Wages by state (median, 2026)

  • California: $26 per hour, $54,800 annual
  • Arizona: $23.30 per hour, $48,400 annual
  • Texas: $23.30 per hour, $48,500 annual
  • Florida: $22.60 per hour, $47,000 annual
  • Nevada: $24 per hour, $50,000 annual (Las Vegas premium)
  • North Carolina: $20 per hour, $41,600 annual
  • Georgia: $20.50 per hour, $42,600 annual
  • New York: $24 per hour, $50,000 annual (limited season skews data)
  • Hawaii: $25 per hour, $52,000 annual

Entry level vs experienced

A first year pool tech in 2026 earns $18 to $20 per hour in most markets, with sunbelt markets pushing $20 to $22. A tech with 3+ years experience who can run a route alone, troubleshoot equipment, and handle customer escalations earns $24 to $30 per hour. The gap between entry level and experienced is wider in 2026 than it has been in 5 years because trained techs are scarce.

This is the leverage point for operators: paying $24 per hour to a tech who runs a 80 stop route alone is dramatically more profitable than paying $20 per hour to two techs who together run the same 80 stops with constant supervision.

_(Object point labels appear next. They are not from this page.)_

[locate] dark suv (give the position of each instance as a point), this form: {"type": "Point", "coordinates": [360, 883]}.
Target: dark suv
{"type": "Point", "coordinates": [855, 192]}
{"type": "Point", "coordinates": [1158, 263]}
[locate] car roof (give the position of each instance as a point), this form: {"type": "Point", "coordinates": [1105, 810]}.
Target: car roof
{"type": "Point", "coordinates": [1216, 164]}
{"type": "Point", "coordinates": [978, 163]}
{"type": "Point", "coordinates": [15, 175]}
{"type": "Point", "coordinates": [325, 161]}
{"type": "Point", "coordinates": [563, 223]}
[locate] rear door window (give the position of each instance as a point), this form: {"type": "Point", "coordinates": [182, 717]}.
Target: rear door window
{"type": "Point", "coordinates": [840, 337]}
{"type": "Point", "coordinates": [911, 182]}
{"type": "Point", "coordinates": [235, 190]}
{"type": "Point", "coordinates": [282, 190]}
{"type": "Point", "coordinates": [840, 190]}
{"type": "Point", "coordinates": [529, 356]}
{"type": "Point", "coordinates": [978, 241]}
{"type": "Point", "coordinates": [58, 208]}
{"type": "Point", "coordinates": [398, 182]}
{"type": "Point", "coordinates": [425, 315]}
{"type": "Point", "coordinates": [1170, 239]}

Smart operators raise base pay to retain experienced techs and let new hires earn into the higher rate over time.

CPO certification: the $2 to $4 premium

Certified Pool Operator (CPO) certification through PHTA is a 16 hour course, $300 cost, and a written exam. CPO certified techs typically earn $2 to $4 per hour more than uncertified peers at the same experience level. The credential signals to commercial customers (and to the state health department in jurisdictions that require it) that the operator handles commercial pools competently.

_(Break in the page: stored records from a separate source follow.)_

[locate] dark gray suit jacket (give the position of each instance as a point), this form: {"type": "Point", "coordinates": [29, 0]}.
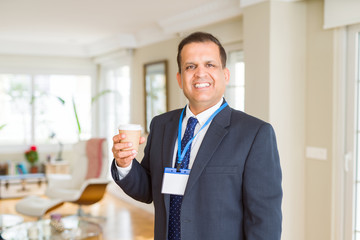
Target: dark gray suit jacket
{"type": "Point", "coordinates": [234, 188]}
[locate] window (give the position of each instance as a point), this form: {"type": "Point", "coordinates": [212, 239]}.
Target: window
{"type": "Point", "coordinates": [357, 145]}
{"type": "Point", "coordinates": [115, 105]}
{"type": "Point", "coordinates": [235, 90]}
{"type": "Point", "coordinates": [349, 166]}
{"type": "Point", "coordinates": [37, 108]}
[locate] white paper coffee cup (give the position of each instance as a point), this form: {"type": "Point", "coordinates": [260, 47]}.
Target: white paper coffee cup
{"type": "Point", "coordinates": [132, 134]}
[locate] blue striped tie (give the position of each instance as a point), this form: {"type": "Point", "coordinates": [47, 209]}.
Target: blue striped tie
{"type": "Point", "coordinates": [176, 200]}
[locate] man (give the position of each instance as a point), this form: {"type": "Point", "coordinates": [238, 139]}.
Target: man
{"type": "Point", "coordinates": [233, 190]}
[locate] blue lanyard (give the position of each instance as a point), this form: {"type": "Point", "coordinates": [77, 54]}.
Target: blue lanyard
{"type": "Point", "coordinates": [182, 155]}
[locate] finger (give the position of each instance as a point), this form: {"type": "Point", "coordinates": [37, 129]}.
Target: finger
{"type": "Point", "coordinates": [125, 154]}
{"type": "Point", "coordinates": [142, 140]}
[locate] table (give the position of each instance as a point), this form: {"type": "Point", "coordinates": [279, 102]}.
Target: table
{"type": "Point", "coordinates": [16, 186]}
{"type": "Point", "coordinates": [9, 220]}
{"type": "Point", "coordinates": [75, 228]}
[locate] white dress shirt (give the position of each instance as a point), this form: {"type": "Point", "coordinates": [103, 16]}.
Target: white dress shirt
{"type": "Point", "coordinates": [195, 145]}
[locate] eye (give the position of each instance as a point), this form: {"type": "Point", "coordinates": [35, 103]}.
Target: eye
{"type": "Point", "coordinates": [190, 67]}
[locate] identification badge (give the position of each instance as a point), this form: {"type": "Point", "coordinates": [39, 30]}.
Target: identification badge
{"type": "Point", "coordinates": [175, 182]}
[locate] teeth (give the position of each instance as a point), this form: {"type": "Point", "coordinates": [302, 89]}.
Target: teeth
{"type": "Point", "coordinates": [201, 85]}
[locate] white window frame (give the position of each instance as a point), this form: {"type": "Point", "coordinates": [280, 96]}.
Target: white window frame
{"type": "Point", "coordinates": [345, 126]}
{"type": "Point", "coordinates": [47, 66]}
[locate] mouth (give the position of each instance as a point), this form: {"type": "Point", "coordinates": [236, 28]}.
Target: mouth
{"type": "Point", "coordinates": [202, 85]}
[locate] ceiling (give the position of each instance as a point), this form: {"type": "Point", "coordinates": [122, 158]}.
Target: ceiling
{"type": "Point", "coordinates": [86, 28]}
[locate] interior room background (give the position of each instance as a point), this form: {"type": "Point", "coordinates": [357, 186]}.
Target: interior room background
{"type": "Point", "coordinates": [296, 77]}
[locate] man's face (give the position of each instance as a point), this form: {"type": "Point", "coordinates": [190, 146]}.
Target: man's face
{"type": "Point", "coordinates": [202, 77]}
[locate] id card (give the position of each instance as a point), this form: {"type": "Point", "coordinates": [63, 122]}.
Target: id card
{"type": "Point", "coordinates": [175, 182]}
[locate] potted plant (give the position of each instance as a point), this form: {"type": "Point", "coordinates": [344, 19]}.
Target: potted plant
{"type": "Point", "coordinates": [32, 157]}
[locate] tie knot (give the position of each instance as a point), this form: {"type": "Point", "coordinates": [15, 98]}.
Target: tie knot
{"type": "Point", "coordinates": [192, 122]}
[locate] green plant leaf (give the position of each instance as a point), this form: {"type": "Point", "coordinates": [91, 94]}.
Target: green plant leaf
{"type": "Point", "coordinates": [61, 100]}
{"type": "Point", "coordinates": [76, 116]}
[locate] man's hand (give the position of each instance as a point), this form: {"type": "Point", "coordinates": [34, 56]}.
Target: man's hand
{"type": "Point", "coordinates": [124, 158]}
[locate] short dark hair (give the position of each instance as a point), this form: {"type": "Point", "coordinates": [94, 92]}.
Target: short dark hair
{"type": "Point", "coordinates": [201, 37]}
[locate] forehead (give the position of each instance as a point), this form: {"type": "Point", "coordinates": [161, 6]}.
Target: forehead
{"type": "Point", "coordinates": [200, 49]}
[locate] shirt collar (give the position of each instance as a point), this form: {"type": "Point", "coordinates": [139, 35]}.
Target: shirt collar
{"type": "Point", "coordinates": [203, 116]}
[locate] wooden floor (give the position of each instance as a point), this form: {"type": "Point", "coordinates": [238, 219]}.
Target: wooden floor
{"type": "Point", "coordinates": [123, 220]}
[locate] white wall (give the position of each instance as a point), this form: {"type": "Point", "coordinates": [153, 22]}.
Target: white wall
{"type": "Point", "coordinates": [275, 51]}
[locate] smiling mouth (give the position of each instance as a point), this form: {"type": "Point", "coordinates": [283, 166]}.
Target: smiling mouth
{"type": "Point", "coordinates": [202, 85]}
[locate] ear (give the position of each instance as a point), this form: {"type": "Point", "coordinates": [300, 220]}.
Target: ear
{"type": "Point", "coordinates": [226, 76]}
{"type": "Point", "coordinates": [178, 77]}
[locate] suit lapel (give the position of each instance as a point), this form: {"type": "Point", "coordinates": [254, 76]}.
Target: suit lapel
{"type": "Point", "coordinates": [169, 138]}
{"type": "Point", "coordinates": [213, 137]}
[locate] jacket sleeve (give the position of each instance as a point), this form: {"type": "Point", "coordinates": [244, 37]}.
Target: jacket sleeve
{"type": "Point", "coordinates": [262, 189]}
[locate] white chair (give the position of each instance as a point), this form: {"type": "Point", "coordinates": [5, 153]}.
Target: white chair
{"type": "Point", "coordinates": [85, 185]}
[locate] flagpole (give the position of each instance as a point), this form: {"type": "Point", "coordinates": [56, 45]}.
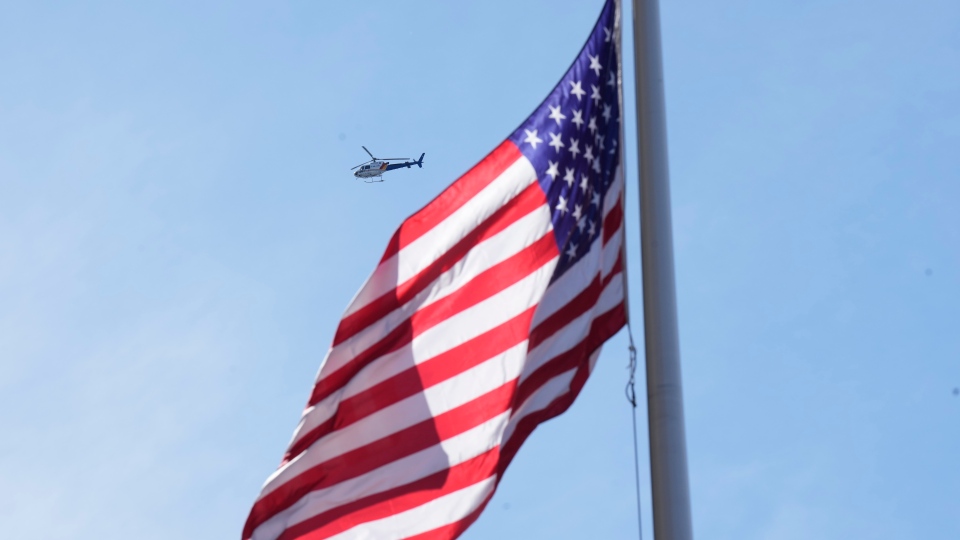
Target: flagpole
{"type": "Point", "coordinates": [668, 449]}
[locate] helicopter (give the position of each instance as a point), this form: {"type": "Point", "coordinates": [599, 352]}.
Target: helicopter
{"type": "Point", "coordinates": [377, 166]}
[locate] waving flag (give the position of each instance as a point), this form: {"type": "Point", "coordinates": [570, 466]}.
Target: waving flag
{"type": "Point", "coordinates": [482, 320]}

For pool service businesses, requiring CPO within 60 days of hire is a reasonable policy that pays for itself in 2 to 3 months from the wage premium plus the commercial accounts the certification unlocks.

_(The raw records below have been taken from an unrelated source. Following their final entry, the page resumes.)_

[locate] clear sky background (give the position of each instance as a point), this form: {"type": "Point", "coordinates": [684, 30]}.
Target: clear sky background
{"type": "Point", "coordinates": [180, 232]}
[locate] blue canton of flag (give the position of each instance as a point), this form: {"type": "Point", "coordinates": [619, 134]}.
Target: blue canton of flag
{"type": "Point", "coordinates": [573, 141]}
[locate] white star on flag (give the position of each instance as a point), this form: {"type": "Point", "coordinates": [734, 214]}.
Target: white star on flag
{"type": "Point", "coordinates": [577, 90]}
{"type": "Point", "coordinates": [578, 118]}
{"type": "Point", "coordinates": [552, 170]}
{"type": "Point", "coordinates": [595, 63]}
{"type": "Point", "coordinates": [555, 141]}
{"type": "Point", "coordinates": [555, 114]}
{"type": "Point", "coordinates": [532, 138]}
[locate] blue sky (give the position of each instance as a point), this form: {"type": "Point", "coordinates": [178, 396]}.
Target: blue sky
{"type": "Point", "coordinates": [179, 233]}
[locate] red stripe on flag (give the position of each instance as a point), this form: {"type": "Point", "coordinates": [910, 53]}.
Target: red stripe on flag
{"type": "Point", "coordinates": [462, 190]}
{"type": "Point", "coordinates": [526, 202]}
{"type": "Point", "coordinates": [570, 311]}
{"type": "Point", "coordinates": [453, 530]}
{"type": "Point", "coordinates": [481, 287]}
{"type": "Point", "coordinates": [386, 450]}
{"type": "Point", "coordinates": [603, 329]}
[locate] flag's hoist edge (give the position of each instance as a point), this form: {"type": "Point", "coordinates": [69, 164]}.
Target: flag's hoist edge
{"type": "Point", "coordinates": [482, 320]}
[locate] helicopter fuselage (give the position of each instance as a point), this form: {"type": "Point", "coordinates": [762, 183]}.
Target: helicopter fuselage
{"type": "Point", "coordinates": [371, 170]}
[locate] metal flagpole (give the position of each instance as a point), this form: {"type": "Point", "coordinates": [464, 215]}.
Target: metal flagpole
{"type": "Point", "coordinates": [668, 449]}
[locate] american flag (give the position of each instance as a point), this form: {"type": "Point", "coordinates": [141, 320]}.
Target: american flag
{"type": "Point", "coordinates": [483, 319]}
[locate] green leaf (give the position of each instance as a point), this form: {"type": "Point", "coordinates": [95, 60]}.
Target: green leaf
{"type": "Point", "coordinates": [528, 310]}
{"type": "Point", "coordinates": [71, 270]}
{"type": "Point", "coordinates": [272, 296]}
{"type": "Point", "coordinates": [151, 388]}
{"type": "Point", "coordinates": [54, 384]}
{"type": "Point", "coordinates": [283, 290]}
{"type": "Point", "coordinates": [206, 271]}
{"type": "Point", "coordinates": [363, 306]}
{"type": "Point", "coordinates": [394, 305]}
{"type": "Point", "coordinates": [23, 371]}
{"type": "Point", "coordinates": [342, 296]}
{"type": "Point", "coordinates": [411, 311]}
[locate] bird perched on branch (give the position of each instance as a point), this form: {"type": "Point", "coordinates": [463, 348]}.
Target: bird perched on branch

Lead tech and supervisor compensation

A tech who has been promoted to supervise other techs, run a commercial book, or manage a route territory typically earns $32 to $42 per hour, or moves to salary at $60,000 to $80,000. Lead tech roles are still hourly in most pool service businesses because of overtime accuracy under FLSA. Operators with 5+ techs typically move to a salaried lead tech with overtime exempt status (administrative or executive exemption), which simplifies payroll but requires a real management role to support.

Sunbelt premium and seasonality

Year round pool service markets (Florida, California, Arizona, Texas, Hawaii, southern Nevada) pay higher annual wages because techs maintain a full 52 week route. Seasonal markets (Midwest, Northeast) pay similar or higher hourly rates during the season but techs lose 4 to 6 months of income per year unless the operator runs winter scope (covers, equipment service, indoor pool maintenance).

For operators in seasonal markets, building a winter offering (cover installation, equipment winterization, indoor pool service, ice rink maintenance) is the single biggest tool for retaining techs through the off season. Techs who leave for the winter for landscape or snow plow work do not always come back.

Where wages are heading

Two forces will continue to push pool service wages up in 2026 and 2027. First, sunbelt population growth means demand for pool service is growing 6 to 8% per year while the labor pool grows at half that rate. Second, lawn care and HVAC are also competing for the same outdoor route based labor with their own wage inflation. Operators who hold pool tech wages flat over the next 24 months will lose techs.

A reasonable planning assumption: 4 to 6% annual wage increase through 2027, with another 2 to 4% premium added for CPO certified and lead tech roles. Build this into customer pricing or compress margin.

Wage inflation is the single biggest hidden cost in pool service. Build the annual increase into your contracts.

What this means for operators

Three takeaways for pool service operators in 2026. First, set a starting wage that is 10 to 15% above your local median, not at it. The premium pays for retention. Second, build a tenure based raise schedule (e.g. $20 entry, $22 at 6 months, $24 at 12 months, $26 at 24 months) so techs know what the path looks like. Third, price your customer base to accommodate the wage trend. Pool service businesses that raised prices 3 to 5% annually over the past 3 years are healthy. The ones that did not are squeezed.